Required Configurations

NameDescriptionRequiredDefault
urlConnection string for the PostgreSQL database. Example: postgres://username:[email protected]:5432/databaseYes
tablesComma-separated list of tables the source connector should read from. Example: "transactions,merchants,shipments". Using * will read from all public tables.Yes

Looking for something else? See advanced configurations.

Initial Snapshot

Snapshot mode is enabled by default. When the source connector starts, the source connector obtains a read-only lock on the table and reads all rows of the table. After reading all rows in the initial snapshot, the connector releases its lock and switches to CDC mode.

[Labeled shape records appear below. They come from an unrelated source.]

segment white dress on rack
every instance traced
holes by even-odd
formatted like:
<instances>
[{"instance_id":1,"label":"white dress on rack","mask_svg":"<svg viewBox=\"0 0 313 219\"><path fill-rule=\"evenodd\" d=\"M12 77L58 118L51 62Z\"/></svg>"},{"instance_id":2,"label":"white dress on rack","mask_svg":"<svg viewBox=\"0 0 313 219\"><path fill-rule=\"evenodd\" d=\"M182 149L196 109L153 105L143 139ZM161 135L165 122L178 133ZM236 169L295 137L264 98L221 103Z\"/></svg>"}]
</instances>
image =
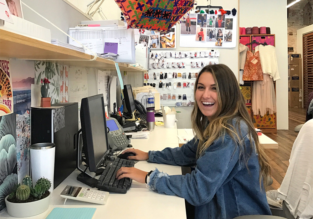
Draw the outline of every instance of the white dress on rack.
<instances>
[{"instance_id":1,"label":"white dress on rack","mask_svg":"<svg viewBox=\"0 0 313 219\"><path fill-rule=\"evenodd\" d=\"M263 116L268 111L270 114L276 112L276 97L273 80L276 81L280 78L275 47L260 45L255 47L255 52L258 51L263 80L253 82L252 109L254 115Z\"/></svg>"}]
</instances>

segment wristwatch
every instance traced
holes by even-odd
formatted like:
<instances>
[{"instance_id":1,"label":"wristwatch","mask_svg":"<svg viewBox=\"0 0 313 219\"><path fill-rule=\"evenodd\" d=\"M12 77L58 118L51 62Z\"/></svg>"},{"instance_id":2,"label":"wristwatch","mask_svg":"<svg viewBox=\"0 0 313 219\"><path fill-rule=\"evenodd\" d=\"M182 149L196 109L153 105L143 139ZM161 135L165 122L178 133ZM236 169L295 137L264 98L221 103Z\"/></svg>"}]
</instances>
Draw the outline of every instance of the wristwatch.
<instances>
[{"instance_id":1,"label":"wristwatch","mask_svg":"<svg viewBox=\"0 0 313 219\"><path fill-rule=\"evenodd\" d=\"M152 173L152 172L153 171L153 170L151 170L151 171L147 174L147 175L146 176L146 184L147 184L148 182L150 181L150 175L151 175L151 174Z\"/></svg>"}]
</instances>

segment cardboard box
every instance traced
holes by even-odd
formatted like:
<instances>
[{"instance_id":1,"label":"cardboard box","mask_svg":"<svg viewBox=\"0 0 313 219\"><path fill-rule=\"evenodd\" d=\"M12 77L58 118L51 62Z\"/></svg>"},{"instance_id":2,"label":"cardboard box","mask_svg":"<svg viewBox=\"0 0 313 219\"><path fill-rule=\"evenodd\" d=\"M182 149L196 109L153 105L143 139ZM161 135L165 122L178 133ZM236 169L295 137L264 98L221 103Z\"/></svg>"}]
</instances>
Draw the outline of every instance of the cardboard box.
<instances>
[{"instance_id":1,"label":"cardboard box","mask_svg":"<svg viewBox=\"0 0 313 219\"><path fill-rule=\"evenodd\" d=\"M300 80L299 76L289 76L288 78L288 82L290 82L290 86L289 87L300 88ZM289 83L288 83L289 85Z\"/></svg>"},{"instance_id":2,"label":"cardboard box","mask_svg":"<svg viewBox=\"0 0 313 219\"><path fill-rule=\"evenodd\" d=\"M288 54L288 64L298 65L300 64L301 54Z\"/></svg>"},{"instance_id":3,"label":"cardboard box","mask_svg":"<svg viewBox=\"0 0 313 219\"><path fill-rule=\"evenodd\" d=\"M288 65L288 76L299 76L301 74L300 67L301 65Z\"/></svg>"},{"instance_id":4,"label":"cardboard box","mask_svg":"<svg viewBox=\"0 0 313 219\"><path fill-rule=\"evenodd\" d=\"M302 107L302 89L299 88L288 88L288 105L290 107Z\"/></svg>"}]
</instances>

Note: The default snapshot mode can be disabled by setting snapshot to never in the configuration.

Updates

The source connector utilizes Change Data Capture (CDC) to detect changes in a PostgreSQL table by creating a logical replication slot and a publication that listens to changes in the configured tables. Each detected change is converted into a record and returned in the Read call. If no record is available when Read is invoked, it blocks until a record is available or the connector receives a stop signal.

Logical Replication

When the connector transitions to CDC mode, it will run the initial setup commands to create its logical replication slot and publication. It will establish a connection to an existing slot if one with the configured name already exists.

Configuration of a PostgreSQL user with the necessary privileges to run all of these setup commands is required.

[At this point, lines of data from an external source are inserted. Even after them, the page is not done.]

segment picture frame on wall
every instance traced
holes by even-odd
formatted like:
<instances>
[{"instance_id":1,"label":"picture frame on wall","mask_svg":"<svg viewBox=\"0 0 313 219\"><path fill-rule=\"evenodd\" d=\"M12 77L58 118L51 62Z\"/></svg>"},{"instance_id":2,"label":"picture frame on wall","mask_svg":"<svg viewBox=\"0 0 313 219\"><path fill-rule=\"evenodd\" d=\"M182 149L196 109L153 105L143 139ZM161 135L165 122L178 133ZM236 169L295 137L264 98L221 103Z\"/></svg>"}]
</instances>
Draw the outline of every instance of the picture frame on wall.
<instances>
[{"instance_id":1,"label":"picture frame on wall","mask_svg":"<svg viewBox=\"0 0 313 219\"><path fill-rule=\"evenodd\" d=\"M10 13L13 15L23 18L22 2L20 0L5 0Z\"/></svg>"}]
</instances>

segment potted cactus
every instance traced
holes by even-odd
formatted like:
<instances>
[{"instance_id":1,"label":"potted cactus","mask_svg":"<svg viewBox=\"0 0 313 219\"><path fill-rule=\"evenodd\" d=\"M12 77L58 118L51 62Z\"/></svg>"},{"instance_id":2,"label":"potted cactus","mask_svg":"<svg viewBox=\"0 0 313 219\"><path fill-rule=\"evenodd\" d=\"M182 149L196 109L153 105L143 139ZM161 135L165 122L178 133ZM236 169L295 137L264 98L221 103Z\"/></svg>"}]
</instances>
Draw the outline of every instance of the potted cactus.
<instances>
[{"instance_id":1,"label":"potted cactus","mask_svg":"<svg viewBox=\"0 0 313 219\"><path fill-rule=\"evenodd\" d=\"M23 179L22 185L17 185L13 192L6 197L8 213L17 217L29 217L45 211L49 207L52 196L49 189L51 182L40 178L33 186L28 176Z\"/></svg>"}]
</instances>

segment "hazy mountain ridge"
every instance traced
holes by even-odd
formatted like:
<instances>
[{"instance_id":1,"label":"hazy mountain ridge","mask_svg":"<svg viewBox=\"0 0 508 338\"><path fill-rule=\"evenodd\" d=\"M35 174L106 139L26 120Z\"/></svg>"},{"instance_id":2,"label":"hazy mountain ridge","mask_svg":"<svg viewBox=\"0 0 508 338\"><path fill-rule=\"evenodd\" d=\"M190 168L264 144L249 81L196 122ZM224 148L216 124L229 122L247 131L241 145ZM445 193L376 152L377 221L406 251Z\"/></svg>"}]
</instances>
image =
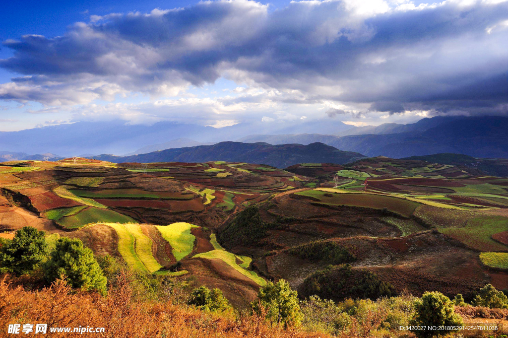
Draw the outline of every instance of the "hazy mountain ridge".
<instances>
[{"instance_id":1,"label":"hazy mountain ridge","mask_svg":"<svg viewBox=\"0 0 508 338\"><path fill-rule=\"evenodd\" d=\"M212 145L167 149L148 153L119 157L102 155L93 159L117 163L122 162L205 162L225 161L267 164L285 168L303 163L331 162L343 164L365 158L358 152L344 151L324 143L303 145L221 142Z\"/></svg>"}]
</instances>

Note: When the connector or pipeline is removed, the connector will automatically attempt to remove the replication slot and publication. This is the default behaviour and can be disabled by setting logrepl.autoCleanup to false.

Key Handling

The source connector automatically searches for the primary key column in the specified tables. If it cannot be determined, the connector will return an error.

User privileges

The PostgreSQL user you provide to the Conduit Platform must have privileges to CREATE PUBLICATION, needs to be an owner of the tables to be replicated, and must have the rds_replication role. To do this, you may use psql in Terminal to connect to the database and run the following queries:

  1. Create a unique role and user for the platform. You may replace conduit_user and conduit_role with whatever you prefer.
CREATE USER conduit_user WITH REPLICATION ENCRYPTED PASSWORD 'very-secure-password';
CREATE ROLE conduit_role;
  1. Grant the CREATE privilege and table OWNER privilege to the role and grant the role to the user. Replace my_database and my_table with your respective database and table names.
GRANT CREATE ON DATABASE my_database TO conduit_role;
ALTER TABLE my_table OWNER TO conduit_role;
GRANT conduit_role TO conduit_user;
  1. Grant rds_replication to that role. Replace conduit_user with whatever you have created in step 1.
GRANT rds_replication TO conduit_user;

If you do not have the privileges to perform above actions, please contact your PostgreSQL administrator.

Advanced Configurations

NameDescriptionRequiredDefault
snapshotModeEnable or disable snapshot of entire table before starting CDC mode. Options: initial or never.Noinitial
cdcModeDetermines the CDC mode. Options: auto, logrepl or long_polling.Noauto
logrepl.publicationNameName of the publication to listen for WAL events.Noconduitpub
logrepl.slotNameName of the slot opened for replication events.Noconduitslot
logrepl.autoCleanupEnable or disable replication slot and publication cleanup when connector or pipeline is deleted.Notrue
tableComma-separated list of tables the source connector should read from. Example: "transactions,merchants,shipments".(Deprecated: Use tables instead)

Amazon RDS Setup

Requirements

  1. Configure Security Groups
  2. Configure Network ACLs (only if your PostgreSQL database is within a VPC)
  3. Enable Logical Replication (required for CDC connection)

Configure Security Groups

To allow access to your PostgreSQL database from Conduit Platform IPs, follow these steps:

  1. Go to Amazon RDS in your AWS account.
  2. Go to Databases in the Amazon RDS menu.
  3. Click into the PostgreSQL instance you'd like to use.
  4. In the Connectivity & security section, under Security and VPC security groups, click your security group by clicking the blue hyperlink.
  5. You should now see a list of Security Groups, click into the selected security group by clicking the blue hyperlink under Security group ID.
  6. Under Inbound rules, click the Edit inbound rules button.
  7. Click the Add rule button.
  8. Set Protocol to TCP.
  9. Set Port to the port of your database. For PostgreSQL Database it's 5432 by default.
  10. Set the Source to include the Conduit Platform IPs.

Configure Network ACLs

You only need to update this if your database is within a VPC.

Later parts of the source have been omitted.